Friday, October 28, 2005

Transportation Rant

[This was written a few days ago…]

I was driving to the airport today to get on the plane to Jambi. It is Monday morning, so the freeway was packed with cars, all moving a few kilometers an hour. Traffic in Jakarta is truly one of the most horrible things I have ever seen.

About 20 years ago, the average person got around on a bicycle. The cities, which are not planned, could support this traffic, and the bicycles gave people flexibility in weaving in out and around each other, even with huge numbers of people. I’m not sure when the first motorbikes came in, or exactly how that meshed with the introduction of affordable cars, but the bicycle was quickly replaced by motor scooters. These scooters are faster, less exhausting, and more expensive, and therefore more prestigious than the bicycles. The transition has been so complete that nowadays no one rides bicycles except the poorest of the poor. Everyone has a motorbike. The reason now is not simply prestige. The other reason is the horrible pollution that fills the larger cities. As everyone began to transition to motorbikes, those who were wealthy transitioned to cars. I don’t know why, but Indonesia skipped the family car. There are almost none of the small cars you see in America. No, the thing was to get an SUV. That was the prestigious vehicle. And as the Indonesian middle class gets larger, more people can afford the SUVs. And as they do that, the air gets even more disgusting, and no one wants to be left out on a motorbike or a bicycle. The result is horrible traffic jams, everywhere. It is simply impossible to move on the roads during rush hour. No one wants to walk on the side walks because the pollution is so disgusting. The end result is a road full of one or two person SUVs, standing still in traffic, on roads that will never be wide enough. And everyone who does not own one is desperately working to buy an SUV.

One of the reasons that people want their cars so much is that the Indonesian public transportation system is anything but pleasant and prestigious. In many areas, for instance Singapore and Bangkok, the subway and train systems are very nice, and even middle to upper class business people can take them without shame. Not here.
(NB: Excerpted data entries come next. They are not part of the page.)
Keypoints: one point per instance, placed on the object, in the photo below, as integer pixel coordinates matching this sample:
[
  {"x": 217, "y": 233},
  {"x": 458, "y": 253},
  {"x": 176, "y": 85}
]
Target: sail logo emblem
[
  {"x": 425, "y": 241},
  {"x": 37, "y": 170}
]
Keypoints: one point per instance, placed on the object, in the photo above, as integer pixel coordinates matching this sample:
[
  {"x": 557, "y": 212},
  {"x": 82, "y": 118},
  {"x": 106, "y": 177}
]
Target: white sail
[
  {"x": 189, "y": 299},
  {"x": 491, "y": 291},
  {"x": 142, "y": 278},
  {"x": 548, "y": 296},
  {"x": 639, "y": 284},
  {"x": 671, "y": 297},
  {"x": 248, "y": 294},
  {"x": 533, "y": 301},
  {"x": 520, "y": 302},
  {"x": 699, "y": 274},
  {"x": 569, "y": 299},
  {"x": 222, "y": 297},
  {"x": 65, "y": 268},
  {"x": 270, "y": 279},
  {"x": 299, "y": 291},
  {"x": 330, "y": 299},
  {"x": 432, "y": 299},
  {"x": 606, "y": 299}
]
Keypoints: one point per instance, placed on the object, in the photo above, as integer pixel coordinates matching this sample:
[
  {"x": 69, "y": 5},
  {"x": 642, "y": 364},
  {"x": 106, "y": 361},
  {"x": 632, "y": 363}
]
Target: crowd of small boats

The Indonesian public transportation system is muti-layered, with almost every layer being hot, dirty, and anything but prestigious. First off- no subways, no elevated trains. The normal way of getting around a city is in a mini-bus, which goes by the name angkot, microlet, oplet, or many other names depending on the city. These are large vans, maybe fitting 10 people at the most, that drive set routes. They stop anywhere and everywhere—no assigned stopping points. Profit is made by keeping the van full. These vans are permit-ed by the government, but privately owned. They are not a bad way of making a living, meaning that anyone who can afford a van has a huge incentive to make it an angkot. See where this is going? The streets of Bogor, for example, are so full of angkots that there are simply angkot jams- forget the other cars in the road. And each one is a small polluting van, spewing its diesel fumes on to the road.
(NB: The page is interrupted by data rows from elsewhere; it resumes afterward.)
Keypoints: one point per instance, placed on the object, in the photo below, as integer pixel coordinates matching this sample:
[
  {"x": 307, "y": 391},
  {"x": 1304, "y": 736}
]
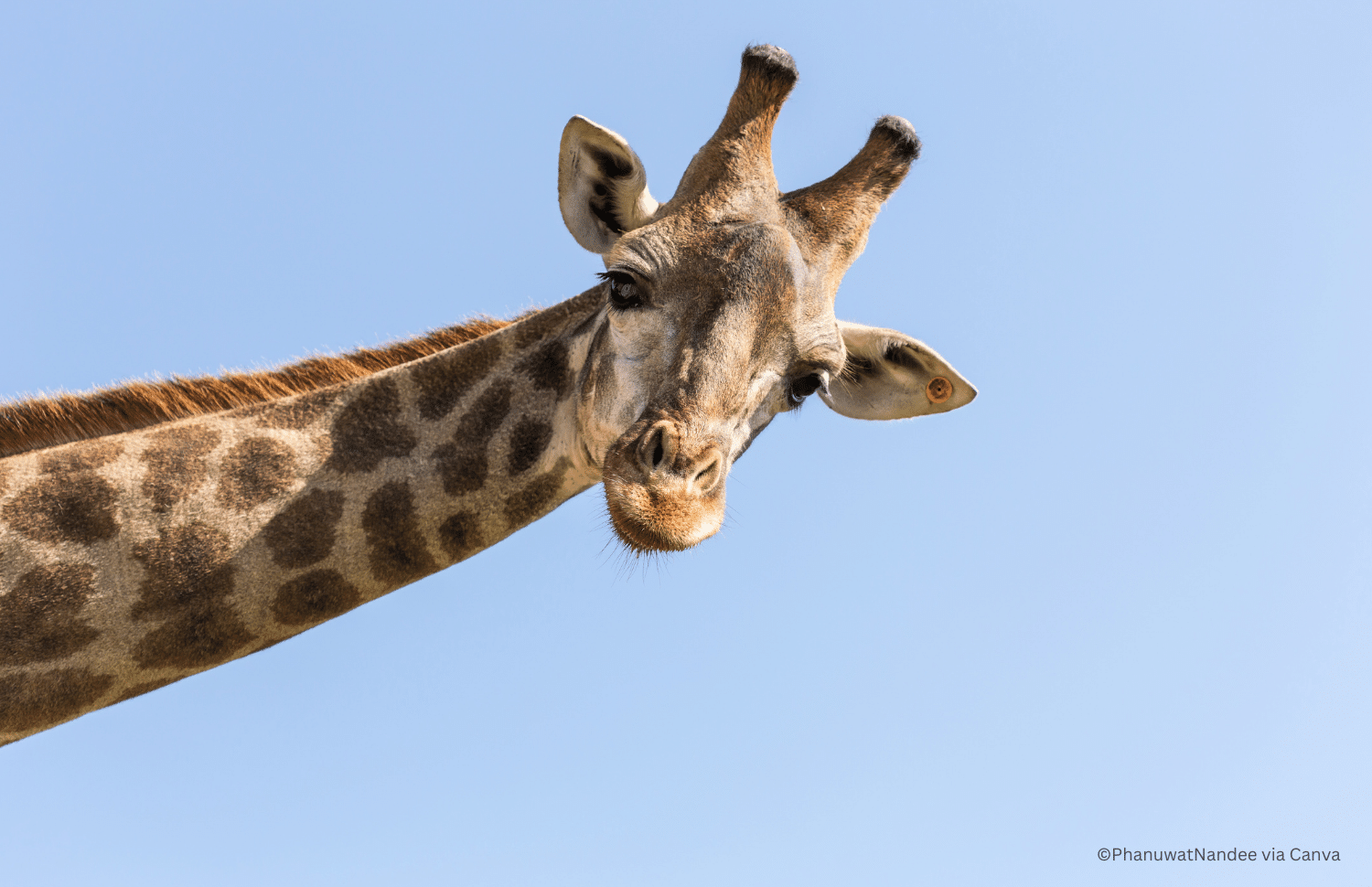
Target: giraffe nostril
[{"x": 707, "y": 476}]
There are other options. In Jakarta, the choice of everyone who can afford it (except me—I’ll get to that later) is to take a taxi. So, it kind of looks like New York—the roads are packed with cabs, each with one or at most two or three people. Most other cities do not have cabs. They do, however, have ojeks. Ojeks are motorcycle taxis. They’ll take you anywhere—no set charges. Often these are just guys who do not have work to do, but do have motor scooters (remember, everyone has a motor scooter). They hang out on corners together, and wait for people who have finished their shopping or whatever. I am an ojek fan. They are two person vehicles who do not drive around the city looking for passengers, and they can weave in and out of the other traffic. These are what I take when everyone else is in a cab in Jakarta. Of course, they are dangerous, and you are out in the polluted air. I normally take a handkerchief and wear it bandit style. But I get where I am going.
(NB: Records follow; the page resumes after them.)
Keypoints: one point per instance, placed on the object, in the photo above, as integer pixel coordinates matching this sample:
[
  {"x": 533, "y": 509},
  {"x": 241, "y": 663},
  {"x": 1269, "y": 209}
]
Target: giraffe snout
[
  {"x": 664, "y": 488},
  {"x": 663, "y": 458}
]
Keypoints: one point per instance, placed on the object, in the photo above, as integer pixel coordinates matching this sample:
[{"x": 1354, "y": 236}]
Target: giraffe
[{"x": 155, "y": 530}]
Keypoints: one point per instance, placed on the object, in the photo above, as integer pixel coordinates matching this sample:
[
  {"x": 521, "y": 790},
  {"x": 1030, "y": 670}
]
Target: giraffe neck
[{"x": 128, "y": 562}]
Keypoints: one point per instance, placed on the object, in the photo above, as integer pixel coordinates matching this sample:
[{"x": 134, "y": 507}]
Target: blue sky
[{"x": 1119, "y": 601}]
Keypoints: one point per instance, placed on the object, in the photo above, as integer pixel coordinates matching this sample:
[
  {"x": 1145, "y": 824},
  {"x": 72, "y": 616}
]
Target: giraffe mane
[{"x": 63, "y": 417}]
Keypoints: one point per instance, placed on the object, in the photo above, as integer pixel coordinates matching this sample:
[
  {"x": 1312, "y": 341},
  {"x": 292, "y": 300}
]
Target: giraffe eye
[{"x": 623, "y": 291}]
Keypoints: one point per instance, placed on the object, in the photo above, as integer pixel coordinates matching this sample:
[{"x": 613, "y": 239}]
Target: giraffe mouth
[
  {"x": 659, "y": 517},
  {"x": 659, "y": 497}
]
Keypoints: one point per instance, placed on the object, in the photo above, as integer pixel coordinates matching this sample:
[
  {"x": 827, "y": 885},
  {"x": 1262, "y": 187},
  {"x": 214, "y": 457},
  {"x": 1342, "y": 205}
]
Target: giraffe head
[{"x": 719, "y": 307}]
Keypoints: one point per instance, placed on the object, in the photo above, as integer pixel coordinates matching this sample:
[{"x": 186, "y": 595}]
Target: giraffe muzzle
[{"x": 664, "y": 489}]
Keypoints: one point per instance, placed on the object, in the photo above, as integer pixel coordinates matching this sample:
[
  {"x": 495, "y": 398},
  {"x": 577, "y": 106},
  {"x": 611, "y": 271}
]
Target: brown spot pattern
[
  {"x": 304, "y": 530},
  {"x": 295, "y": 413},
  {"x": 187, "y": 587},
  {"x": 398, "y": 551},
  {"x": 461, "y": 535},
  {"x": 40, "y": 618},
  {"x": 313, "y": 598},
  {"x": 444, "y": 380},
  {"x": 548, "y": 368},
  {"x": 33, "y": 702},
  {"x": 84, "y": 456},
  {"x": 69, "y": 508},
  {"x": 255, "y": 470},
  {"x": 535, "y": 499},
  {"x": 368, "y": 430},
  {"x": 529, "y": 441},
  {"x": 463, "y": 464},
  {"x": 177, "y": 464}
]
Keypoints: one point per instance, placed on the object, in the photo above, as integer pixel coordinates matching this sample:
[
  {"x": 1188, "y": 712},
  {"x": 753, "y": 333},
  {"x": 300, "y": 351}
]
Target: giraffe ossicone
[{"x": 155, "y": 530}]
Other forms of public transportation are different in different places. It includes the dokart, the horse drawn carriages, which are becoming incredibly rare. If traffic is unpleasant in a car, imagine what it is like for a horse. It also includes becaks, or rickshaws, generally powered by a man on a bicycle. Although they are clean and generally pleasant, I find it hard to enjoy a ride that puts the driver to such hard work. I mean, he wants the work, but still. In some Indonesian towns there are motorcycles becaks, where the seating cart is attached to a motorcycle. For the same reasons I like ojeks, I like motor-becaks.

But when it finally comes down to it, the only prestigious way to travel is in an SUV. The Indonesian government is trying new things: bus-only lanes, car-pooling laws, even an elevated train planned for 2007. Maybe these things will make a difference. Maybe the fact that gas prices have gone up 100% in the last month (more on that later…) will make a difference too. There are no easy solutions that I can think of. Since the transportation system is so decentralized, a huge number of people rely on it for their livelihoods—it would cause huge problems for the government to come in and create an organized system, even if they could afford it, and even if they wanted to- neither of which are the case. But the government does need to create a transportation alternative that people can take without loosing face. Maybe this elevated train will be a step in that direction. If it ever gets built. Because until then, there is no way people who can afford it are going to use anything but their SUVs.